[♪ INTRO]
If you'd taken an engineering job at Google before March 2017,
you would've had to sign an unusual waiver.
It was an agreement accepting that in the course of your work,
you might be exposed to adult content, including pornographic images.
That policy has since changed,
but the fact that it existed at all is a stark reminder that the internet doesn't censor itself.
Someone has to build the software that avoids showing naked people
to users who aren't supposed to see naked people.
Those engineers spend a lot of time designing, training, and testing algorithms,
the set of rules a computer follows to accomplish a task, for filtering adult content.
Which might mean poring over images that in any other setting would
be totally not safe for work.
And building those algorithms is no easy task.
Even we humans have a hard time defining pornography, as US Supreme Court Justice Potter Stewart
famously admitted when all he could say was "I know it when I see it."
But at least we can usually agree on whether there's a naked person!

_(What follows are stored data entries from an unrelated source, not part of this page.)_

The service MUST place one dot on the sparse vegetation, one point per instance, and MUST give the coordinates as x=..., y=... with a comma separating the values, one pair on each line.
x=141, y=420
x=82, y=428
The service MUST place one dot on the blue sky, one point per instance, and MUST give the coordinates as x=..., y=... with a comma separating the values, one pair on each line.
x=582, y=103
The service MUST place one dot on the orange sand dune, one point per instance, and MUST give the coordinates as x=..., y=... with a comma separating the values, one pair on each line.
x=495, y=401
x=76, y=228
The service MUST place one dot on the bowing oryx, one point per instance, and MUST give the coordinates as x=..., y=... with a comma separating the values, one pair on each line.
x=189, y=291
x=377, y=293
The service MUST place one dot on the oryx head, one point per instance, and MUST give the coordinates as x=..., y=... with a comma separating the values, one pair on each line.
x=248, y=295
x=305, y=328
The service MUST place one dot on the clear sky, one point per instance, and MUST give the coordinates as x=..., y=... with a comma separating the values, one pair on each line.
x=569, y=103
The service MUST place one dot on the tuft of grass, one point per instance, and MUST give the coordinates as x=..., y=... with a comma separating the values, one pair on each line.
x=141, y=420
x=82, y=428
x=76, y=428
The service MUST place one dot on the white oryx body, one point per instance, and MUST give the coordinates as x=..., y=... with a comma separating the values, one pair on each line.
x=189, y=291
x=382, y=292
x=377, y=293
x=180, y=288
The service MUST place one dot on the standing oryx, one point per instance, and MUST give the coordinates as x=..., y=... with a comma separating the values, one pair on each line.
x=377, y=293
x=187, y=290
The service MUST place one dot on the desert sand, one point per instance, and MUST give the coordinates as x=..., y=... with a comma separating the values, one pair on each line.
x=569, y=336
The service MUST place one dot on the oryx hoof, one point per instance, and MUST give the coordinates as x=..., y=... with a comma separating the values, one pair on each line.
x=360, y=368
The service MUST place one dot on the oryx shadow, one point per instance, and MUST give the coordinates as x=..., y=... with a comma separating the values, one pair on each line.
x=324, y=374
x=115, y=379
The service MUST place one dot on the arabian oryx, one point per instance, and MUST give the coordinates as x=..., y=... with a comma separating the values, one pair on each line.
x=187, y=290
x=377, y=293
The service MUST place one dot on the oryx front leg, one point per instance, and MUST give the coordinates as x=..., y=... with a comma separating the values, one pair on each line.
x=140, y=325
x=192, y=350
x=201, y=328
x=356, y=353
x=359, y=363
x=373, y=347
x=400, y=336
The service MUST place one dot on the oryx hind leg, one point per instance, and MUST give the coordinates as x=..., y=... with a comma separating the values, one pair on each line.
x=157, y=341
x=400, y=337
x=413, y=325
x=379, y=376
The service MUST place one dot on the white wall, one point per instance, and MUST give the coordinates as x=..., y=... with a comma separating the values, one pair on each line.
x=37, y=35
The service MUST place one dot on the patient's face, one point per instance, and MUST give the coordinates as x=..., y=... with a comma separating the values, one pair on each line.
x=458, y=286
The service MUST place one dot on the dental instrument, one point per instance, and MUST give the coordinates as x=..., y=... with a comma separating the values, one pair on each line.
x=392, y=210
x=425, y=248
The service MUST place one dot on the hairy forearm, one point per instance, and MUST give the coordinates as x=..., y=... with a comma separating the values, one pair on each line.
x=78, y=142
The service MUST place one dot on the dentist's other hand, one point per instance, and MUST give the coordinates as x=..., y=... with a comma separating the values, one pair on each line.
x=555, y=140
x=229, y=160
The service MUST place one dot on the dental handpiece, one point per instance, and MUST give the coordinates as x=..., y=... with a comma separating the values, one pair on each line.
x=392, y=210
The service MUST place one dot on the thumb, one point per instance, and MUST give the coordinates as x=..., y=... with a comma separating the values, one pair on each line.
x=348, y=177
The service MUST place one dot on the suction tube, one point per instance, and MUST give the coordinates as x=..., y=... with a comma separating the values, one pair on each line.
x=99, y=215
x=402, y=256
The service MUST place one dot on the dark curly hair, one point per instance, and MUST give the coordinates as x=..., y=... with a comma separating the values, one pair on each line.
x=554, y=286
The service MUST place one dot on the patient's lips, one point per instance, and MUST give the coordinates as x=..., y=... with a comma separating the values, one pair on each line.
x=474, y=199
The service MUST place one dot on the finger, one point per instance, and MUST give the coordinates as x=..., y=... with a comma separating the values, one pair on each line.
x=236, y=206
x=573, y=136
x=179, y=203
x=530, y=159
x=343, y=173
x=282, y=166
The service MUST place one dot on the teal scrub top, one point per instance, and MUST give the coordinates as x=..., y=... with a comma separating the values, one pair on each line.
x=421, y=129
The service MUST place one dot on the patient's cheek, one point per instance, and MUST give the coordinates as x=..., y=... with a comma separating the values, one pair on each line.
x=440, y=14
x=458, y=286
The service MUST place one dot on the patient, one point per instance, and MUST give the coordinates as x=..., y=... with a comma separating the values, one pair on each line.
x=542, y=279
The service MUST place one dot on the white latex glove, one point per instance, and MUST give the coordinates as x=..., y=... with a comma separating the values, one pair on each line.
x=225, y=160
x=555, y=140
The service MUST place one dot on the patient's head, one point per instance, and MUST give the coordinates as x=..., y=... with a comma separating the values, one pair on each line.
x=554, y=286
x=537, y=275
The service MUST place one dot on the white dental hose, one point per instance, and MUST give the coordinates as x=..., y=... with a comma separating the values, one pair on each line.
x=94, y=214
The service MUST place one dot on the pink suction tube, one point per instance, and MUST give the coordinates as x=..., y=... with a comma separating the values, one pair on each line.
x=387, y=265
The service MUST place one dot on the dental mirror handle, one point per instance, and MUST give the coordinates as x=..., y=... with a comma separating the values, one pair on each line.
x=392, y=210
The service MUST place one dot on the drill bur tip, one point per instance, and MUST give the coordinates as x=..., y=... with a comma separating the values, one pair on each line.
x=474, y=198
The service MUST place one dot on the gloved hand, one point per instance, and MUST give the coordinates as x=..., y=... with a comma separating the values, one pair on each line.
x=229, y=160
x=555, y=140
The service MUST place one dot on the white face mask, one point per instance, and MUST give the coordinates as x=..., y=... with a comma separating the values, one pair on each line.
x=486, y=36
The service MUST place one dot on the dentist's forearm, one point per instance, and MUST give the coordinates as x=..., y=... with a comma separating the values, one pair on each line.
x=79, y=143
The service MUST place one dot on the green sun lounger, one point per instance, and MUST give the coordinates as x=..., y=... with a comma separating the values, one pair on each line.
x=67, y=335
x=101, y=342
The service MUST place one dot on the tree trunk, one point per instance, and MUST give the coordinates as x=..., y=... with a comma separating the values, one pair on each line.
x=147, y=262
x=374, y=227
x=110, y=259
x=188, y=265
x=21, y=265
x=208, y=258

For computers though, even that is complicated.
When you look at a photo, you see people, and desks, and chairs,
but all the computer sees is this.
Little blocks of color, a million times over.
Where in this fuzzy mess of pixels do the body and chair even start and end?
And let's say you've figured out whether you're seeing distinct objects.
How can you tell what they are, and whether one of them is a nude human?
After all, even two pictures of the exact same thing can look very different.
For example, four photos of limbs might look very different,
when they're actually all from the same person.
With the differences in lighting, angles, and stuff in the way,
it's hard to tell that they're all Michelle Obama's arms.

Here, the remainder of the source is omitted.